Hüseyin Kaya / Doğruhaber / Yorum

Bölge ve dünya kamuoyu Gazze ve Irak’a kilitlenmiş ama bu arada Suriye’de Esad vahşeti tüm hızıyla devam ediyor.

Varil bombalarını pazar yerlerinin, evlerin ve camilerin üzerine yağdırıp çoluk çocuk katliam yapıyor Baas güçleri.

Ne katliam ne de yıkım görüntüleri eskisi kadar yer bulmuyor medya organlarında.

Dehşet uyandıran eylem görüntüleriyle IŞİD esir almış tüm medyayı.

Amerika, hava saldırılarıyla, küçük çaplı bombalamalarla sahada aktif olarak yer almadan önce bir tür ısınma hareketlerine girişmiş durumda.

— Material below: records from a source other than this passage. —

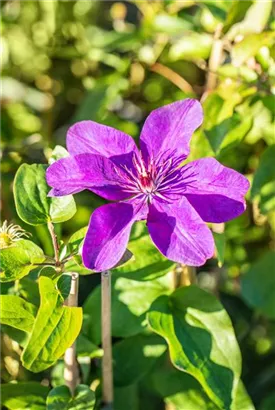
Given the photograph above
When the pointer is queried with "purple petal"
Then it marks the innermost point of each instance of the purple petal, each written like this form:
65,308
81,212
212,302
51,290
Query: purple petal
87,171
169,129
108,234
216,192
179,233
91,137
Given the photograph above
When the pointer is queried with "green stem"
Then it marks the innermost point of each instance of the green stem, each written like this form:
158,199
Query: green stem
55,242
107,365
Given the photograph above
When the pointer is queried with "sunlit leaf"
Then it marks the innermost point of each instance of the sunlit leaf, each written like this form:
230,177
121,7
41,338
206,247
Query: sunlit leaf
131,300
32,203
60,398
145,350
17,313
24,395
199,332
18,259
147,262
55,329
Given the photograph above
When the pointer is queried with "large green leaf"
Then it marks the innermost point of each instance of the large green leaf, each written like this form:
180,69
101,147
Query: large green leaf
263,186
60,398
32,203
181,390
258,285
18,259
201,340
147,264
17,313
130,301
27,396
145,350
191,47
55,329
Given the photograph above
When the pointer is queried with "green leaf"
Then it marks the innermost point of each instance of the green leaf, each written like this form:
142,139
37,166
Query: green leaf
32,203
18,259
191,47
62,208
255,20
127,398
64,285
147,264
145,351
268,403
60,398
263,186
219,239
19,396
84,347
55,329
57,153
130,301
28,289
201,340
236,13
181,390
17,313
76,240
258,285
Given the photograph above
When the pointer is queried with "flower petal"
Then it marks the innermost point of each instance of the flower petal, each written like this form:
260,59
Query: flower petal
216,192
168,129
87,171
108,234
179,233
91,137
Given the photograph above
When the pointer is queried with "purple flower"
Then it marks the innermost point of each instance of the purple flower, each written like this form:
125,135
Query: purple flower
149,184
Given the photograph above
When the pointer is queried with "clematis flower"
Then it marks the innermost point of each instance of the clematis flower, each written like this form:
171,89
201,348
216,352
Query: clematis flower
149,184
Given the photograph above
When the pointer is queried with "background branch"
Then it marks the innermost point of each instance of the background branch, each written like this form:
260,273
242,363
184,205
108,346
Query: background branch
71,372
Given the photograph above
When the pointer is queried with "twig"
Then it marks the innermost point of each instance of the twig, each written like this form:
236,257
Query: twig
214,62
172,76
55,242
71,373
107,365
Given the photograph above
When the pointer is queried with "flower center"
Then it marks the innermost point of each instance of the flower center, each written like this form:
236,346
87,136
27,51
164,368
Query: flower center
146,182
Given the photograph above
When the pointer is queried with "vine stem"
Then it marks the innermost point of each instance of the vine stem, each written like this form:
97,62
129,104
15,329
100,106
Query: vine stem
71,373
54,241
106,333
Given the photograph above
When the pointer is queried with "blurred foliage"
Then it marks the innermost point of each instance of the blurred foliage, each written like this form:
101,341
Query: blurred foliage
113,62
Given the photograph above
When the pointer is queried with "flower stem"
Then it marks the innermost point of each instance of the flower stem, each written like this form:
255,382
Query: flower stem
54,241
71,373
107,365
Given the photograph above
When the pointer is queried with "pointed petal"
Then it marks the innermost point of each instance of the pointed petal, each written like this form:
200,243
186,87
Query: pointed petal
216,192
169,129
91,137
179,233
108,234
86,171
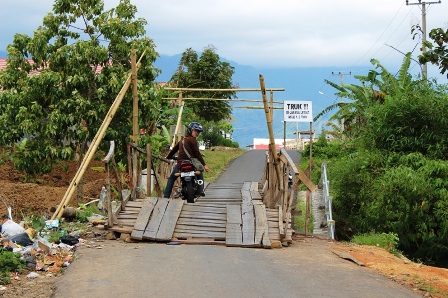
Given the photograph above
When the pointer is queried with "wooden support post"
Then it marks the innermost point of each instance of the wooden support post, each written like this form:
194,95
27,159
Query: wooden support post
135,129
268,113
148,170
93,146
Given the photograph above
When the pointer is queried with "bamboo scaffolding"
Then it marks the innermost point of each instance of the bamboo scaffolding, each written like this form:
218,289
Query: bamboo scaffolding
93,146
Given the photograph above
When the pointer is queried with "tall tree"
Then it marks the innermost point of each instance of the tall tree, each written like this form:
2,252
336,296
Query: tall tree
437,50
206,71
374,88
80,58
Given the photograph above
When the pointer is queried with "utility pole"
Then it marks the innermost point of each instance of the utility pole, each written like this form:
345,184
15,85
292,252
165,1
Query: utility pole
423,4
341,78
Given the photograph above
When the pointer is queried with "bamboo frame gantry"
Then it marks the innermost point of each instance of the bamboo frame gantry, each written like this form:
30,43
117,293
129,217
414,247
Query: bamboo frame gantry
94,145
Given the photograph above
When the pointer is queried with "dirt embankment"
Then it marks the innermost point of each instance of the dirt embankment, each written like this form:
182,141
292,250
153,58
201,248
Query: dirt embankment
36,197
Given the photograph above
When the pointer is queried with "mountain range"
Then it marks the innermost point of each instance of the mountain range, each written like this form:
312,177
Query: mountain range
304,84
300,84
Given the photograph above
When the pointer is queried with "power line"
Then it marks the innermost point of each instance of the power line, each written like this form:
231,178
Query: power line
423,29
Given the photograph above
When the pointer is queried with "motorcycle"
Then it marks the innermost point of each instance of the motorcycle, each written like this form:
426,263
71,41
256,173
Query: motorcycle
191,186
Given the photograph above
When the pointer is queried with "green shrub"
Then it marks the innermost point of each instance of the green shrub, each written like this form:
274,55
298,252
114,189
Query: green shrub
388,241
10,262
85,212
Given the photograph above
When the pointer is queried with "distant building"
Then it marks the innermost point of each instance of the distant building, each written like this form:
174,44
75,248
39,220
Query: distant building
291,144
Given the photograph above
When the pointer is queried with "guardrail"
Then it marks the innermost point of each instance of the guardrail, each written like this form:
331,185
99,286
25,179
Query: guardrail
328,201
276,192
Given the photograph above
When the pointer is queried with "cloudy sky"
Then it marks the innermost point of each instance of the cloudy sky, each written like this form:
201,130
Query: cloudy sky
266,33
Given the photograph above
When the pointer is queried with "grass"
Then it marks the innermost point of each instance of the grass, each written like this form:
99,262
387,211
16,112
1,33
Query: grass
300,220
218,160
388,241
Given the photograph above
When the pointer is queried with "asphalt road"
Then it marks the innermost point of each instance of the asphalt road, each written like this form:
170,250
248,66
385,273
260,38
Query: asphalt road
307,268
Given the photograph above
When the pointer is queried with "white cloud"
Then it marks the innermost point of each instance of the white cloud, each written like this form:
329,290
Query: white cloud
265,33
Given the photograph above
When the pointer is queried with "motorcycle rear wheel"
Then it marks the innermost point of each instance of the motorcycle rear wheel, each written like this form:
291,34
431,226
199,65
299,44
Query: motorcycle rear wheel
189,191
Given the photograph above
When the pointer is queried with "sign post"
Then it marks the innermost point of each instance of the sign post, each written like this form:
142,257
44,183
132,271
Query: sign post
301,111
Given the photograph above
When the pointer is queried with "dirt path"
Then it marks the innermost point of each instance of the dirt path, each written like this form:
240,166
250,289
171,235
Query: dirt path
308,268
98,260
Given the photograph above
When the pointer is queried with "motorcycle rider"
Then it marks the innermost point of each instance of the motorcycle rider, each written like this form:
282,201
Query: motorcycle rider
191,144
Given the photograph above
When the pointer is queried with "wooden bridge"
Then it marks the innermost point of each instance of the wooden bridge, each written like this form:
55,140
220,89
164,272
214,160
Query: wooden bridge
249,214
232,215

Amerika, IŞİD’i hedef alıyor.

Bu arada IŞİD’in bir ayağının da Suriye’de olduğunu hatırlıyor bazıları ve esasında oranın hedef alınması gerektiğini söylüyorlar.

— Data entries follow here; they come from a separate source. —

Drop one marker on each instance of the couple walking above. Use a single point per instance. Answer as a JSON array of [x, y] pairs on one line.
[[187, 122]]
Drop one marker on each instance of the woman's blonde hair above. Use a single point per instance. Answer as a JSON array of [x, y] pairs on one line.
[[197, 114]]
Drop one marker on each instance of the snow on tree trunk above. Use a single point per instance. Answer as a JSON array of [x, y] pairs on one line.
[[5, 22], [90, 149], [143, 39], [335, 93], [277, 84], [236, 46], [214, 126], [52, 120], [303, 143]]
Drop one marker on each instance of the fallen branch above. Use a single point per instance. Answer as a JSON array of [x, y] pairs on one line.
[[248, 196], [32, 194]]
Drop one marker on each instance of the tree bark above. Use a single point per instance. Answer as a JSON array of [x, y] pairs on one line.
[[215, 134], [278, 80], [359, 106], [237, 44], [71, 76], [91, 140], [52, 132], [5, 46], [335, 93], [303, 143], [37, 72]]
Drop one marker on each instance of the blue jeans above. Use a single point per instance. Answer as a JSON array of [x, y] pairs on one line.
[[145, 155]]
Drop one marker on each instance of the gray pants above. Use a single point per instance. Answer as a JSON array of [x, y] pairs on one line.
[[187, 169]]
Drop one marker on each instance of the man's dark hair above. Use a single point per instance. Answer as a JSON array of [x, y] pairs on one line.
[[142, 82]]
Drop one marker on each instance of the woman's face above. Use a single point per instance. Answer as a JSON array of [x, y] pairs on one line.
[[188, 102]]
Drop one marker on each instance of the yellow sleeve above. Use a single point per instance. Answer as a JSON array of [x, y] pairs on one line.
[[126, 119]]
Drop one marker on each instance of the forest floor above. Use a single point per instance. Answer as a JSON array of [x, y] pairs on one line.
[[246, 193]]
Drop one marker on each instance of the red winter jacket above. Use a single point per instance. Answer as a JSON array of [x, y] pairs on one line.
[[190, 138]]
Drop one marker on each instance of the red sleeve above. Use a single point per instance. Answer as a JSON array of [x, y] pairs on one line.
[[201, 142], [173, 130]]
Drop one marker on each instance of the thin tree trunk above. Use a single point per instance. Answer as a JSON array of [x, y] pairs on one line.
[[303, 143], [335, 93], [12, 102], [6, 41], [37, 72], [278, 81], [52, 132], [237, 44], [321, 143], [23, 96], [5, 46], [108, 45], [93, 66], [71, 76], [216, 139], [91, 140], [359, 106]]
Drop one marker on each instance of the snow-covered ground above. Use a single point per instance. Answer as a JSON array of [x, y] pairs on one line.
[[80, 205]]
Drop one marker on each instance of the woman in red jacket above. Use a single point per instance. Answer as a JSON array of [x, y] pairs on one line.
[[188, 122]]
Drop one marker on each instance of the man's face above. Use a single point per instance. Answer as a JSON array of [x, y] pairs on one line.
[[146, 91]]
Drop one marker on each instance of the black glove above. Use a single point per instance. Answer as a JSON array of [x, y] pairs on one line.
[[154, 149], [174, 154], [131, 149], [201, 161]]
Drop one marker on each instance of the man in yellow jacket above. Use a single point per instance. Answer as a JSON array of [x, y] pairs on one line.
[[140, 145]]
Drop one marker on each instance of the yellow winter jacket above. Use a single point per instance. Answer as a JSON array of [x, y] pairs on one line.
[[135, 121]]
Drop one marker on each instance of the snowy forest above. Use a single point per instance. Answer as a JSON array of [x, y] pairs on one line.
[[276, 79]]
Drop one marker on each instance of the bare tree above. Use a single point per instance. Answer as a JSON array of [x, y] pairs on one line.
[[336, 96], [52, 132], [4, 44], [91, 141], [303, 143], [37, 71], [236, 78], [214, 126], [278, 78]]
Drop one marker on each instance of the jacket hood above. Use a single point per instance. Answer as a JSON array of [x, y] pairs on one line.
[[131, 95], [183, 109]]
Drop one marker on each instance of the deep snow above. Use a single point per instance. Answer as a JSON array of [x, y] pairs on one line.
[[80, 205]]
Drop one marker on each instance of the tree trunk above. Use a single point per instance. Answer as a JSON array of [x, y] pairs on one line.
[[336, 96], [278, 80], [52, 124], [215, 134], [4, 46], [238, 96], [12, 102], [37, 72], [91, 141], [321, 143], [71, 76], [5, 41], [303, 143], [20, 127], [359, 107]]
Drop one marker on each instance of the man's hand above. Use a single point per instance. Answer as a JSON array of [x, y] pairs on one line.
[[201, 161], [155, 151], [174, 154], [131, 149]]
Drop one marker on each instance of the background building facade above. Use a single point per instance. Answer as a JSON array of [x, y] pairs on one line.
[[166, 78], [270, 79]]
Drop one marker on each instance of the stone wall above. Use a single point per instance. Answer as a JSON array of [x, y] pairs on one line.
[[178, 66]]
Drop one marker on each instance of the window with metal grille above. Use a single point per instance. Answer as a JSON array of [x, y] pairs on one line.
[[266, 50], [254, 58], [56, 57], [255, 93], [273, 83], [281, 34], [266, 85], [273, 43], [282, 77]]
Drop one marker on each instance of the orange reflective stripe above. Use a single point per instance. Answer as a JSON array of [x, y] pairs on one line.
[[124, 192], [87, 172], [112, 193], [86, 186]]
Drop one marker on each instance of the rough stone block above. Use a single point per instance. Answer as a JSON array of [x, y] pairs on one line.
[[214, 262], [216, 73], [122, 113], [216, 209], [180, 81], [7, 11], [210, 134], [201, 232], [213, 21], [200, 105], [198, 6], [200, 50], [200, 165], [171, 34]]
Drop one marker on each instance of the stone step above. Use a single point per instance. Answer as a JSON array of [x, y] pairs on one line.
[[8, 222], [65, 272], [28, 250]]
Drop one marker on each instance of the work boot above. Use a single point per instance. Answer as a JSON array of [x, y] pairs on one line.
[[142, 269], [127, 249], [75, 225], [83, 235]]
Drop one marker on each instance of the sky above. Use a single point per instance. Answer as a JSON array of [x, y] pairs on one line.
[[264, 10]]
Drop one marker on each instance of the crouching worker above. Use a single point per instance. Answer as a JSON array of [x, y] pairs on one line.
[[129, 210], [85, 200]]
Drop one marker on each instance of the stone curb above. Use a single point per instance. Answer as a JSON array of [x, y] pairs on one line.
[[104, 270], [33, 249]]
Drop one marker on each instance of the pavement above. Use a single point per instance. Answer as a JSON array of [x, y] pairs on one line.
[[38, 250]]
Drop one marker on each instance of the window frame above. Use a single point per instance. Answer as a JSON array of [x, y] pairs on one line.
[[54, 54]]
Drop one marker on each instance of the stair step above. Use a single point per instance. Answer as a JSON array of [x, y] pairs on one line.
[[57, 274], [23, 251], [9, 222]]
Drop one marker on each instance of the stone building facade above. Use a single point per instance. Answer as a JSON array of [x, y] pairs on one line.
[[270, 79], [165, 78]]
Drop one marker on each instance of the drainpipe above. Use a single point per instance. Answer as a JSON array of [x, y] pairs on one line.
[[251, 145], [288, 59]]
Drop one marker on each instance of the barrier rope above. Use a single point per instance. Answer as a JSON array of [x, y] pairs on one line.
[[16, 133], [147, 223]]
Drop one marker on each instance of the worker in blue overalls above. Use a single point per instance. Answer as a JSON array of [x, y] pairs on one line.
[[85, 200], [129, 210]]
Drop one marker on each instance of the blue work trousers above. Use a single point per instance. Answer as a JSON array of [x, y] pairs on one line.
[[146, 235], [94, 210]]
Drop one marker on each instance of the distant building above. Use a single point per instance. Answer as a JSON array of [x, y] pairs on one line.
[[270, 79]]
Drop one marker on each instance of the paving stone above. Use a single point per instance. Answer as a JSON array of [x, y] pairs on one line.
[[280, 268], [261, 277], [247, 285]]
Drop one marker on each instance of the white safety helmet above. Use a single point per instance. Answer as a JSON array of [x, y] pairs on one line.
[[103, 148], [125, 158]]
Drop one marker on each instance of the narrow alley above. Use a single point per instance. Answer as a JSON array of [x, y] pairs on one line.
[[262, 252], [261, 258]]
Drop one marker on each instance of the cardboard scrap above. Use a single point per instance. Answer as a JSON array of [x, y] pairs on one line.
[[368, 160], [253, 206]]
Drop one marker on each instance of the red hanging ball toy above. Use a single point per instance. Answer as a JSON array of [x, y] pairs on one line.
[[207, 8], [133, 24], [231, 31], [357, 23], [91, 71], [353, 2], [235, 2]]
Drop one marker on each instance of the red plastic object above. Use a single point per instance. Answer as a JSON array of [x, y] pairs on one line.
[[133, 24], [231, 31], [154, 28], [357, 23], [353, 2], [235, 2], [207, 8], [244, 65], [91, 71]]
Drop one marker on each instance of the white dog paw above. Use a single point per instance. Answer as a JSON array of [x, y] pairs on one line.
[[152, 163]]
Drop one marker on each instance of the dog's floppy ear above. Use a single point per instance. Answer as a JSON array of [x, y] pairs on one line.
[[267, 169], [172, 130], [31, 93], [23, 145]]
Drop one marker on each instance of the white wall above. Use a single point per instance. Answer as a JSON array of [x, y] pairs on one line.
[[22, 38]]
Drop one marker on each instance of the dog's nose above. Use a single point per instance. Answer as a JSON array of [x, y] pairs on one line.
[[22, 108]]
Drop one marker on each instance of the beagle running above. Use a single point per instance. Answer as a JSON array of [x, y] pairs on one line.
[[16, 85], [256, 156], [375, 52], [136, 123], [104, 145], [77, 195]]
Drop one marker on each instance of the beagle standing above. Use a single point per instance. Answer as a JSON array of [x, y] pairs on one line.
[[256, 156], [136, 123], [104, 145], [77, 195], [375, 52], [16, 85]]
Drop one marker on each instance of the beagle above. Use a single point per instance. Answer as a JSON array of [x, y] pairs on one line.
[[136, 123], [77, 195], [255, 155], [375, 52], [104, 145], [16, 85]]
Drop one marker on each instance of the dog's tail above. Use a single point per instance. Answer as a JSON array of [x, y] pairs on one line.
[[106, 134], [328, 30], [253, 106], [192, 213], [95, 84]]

Amerikalılar ve diğer Batılı güçler “Esad’la işbirliğini” konuşmaya başlıyorlar.

Baas’ın Hıristiyan kökenli Dışişleri bakanı Muallim hemen açıklama yaparak “İşbirliğine hazırız” diyor.

Suriye’nin “Suriyeli muhalefeti”ni işbirlikçilikle suçlayan Esad lobisinden “Baas’ın emperyalist Batı ile işbirliğine hazır olmasına dair” bir açıklama gelmiyor.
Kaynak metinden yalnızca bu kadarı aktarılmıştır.